Energy efficient, tornado-proof home rising in the Ozarks

This past year has seen a surge of strange and extreme weather conditions in all parts of the country. From the destructive Dericho storm that raced through the Mid Atlantic states to the powerful swath of tornadoes that tore through the Midwest, few communities were spared a taste of mother nature's fury in 2012.

One homeowner in Springfield, Missouri is hoping to build a fortress against such treacherous weather by combining energy efficiency with durability in the construction of his new house.

Dan Chiles, a former Springfield City Council Member, started construction on his ultra-modern three-story home in January. He had been discussing building a property that could double as a comfortable residence and a tornado shelter for over two years. Following a rough tornado season in 2011, he decided there was no time to wait.

The 2,400-square foot, three-story structure is encased in four inches of steel-reinforced concrete, which Chiles expects will help it withstand even the most powerful wind gusts. Chiles incorporated a flat roof into the structure in an attempt to prevent it from flying off during high winds, securing the building's structural integrity.

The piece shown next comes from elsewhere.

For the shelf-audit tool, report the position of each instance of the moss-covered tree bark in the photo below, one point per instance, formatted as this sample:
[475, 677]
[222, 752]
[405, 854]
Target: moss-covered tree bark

Along with being able to endure extreme weather, Chiles is aiming to have the home produce as much energy as it uses, making it independent of the power grid should there be a widespread blackout. In theory, the house could power itself through almost any weather event.

The home is in the final phases of construction, with habitation planned for early September or late October.

As the weather gets more unpredictable every year, homeowners should take steps to insure their properties are safe during extreme weather events. To insure this, a home inspection can highlight weak spots throughout a structure that may be vulnerable to high winds or flooding.